After your workout – eat big. Getting in calories starts the anabolic processes to build muscle, as your hormones are primed to uptake that fuel for replenishing tissue. On high intensity days where you hit dark places, the more carbs the better. But if it’s just a normal lift with lots of rest, hold back on loading up your plate with doughnuts. Still get in a 3:1 protein to carb ratio for recovery purposes, but remember you want to stay lean.
Take a T-booster
Outside of reigning in your diet, managing testosterone levels is critical. Testosterone prompts muscle protein synthesis – literally creating the building blocks of skeletal muscle. To highlight its importance, this is what the experts in Sports Medicine have to say about it:
“Testosterone is one of the most potent naturally secreted androgenic-anabolic hormones, and its biological effects include promotion of muscle growth. In muscle, testosterone stimulates protein synthesis (anabolic effect) and inhibits protein degradation (anti-catabolic effect); combined, these effects account for the promotion of muscle hypertrophy by testosterone.”
When you’re in high training phases, your body is constantly releasing cortisol in response to the immediate stress. Cortisol is a catabolic hormone, degrading existing tissue to provide energy. Elevated cortisol levels additionally lead to lower testosterone levels, as they’re on opposite sides of the metabolic spectrum. Simply put, you can’t build muscle with high cortisol and low testosterone.
An easy solution is to eat huge and rest. But what if you’re training hard under caloric restriction? How do you stop your body from cannibalizing your results?
Welcome to T-boosters, calorie-free supplements that shift you back to anabolic building. T-boosters stimulate hormones such as LH and FSH to signal release of testosterone. By doing so, they resist stress-induced breakdown. Great T-boosters go so far as to protect existing testosterone AND target cortisol at its origin.

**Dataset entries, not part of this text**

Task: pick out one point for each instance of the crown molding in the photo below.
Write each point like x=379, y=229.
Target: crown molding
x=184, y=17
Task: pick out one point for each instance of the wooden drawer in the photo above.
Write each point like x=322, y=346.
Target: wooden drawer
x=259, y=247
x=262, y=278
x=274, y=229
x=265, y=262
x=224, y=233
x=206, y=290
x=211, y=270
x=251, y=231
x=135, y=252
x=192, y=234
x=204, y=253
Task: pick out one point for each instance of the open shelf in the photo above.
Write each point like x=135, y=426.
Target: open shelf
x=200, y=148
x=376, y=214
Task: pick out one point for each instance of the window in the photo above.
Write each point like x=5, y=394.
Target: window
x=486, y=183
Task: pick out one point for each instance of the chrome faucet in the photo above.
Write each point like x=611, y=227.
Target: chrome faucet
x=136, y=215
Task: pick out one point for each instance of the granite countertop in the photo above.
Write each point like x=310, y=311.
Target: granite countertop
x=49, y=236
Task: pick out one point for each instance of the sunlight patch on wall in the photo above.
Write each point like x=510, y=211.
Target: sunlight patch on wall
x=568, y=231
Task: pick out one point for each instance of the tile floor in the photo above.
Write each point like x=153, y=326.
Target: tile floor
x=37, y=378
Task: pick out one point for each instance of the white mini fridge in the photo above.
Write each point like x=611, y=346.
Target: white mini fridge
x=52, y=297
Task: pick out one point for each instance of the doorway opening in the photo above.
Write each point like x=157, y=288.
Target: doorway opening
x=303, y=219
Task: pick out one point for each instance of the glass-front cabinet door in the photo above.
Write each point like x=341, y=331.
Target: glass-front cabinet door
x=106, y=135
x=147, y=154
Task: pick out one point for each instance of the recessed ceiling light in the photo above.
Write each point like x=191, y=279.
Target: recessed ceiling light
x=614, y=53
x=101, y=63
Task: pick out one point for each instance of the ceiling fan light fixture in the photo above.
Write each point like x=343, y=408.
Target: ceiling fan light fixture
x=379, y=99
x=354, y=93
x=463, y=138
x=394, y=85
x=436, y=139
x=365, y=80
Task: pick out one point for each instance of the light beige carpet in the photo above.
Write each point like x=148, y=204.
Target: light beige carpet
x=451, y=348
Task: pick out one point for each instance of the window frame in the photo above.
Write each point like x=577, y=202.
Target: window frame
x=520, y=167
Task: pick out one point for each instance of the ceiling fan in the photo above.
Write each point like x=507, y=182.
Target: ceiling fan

Keeping testosterone active for longer triggers maximal muscle development without the risk of adding fat.
Putting on lean muscle mass is difficult, but not impossible. It takes careful attention to your training, diet, and supplementation. You’ve got to go hard in the gym and feed the beast when called upon, but be strict about cheating on your diet. Take supplements like a T-booster to top off your training with extra gains.
And above all – trust the process. You’re not going to balloon over night. Building lean muscle mass takes time. As soon as you jump to the next shiny thing, your gains drop. So stick to the plan and see where it goes.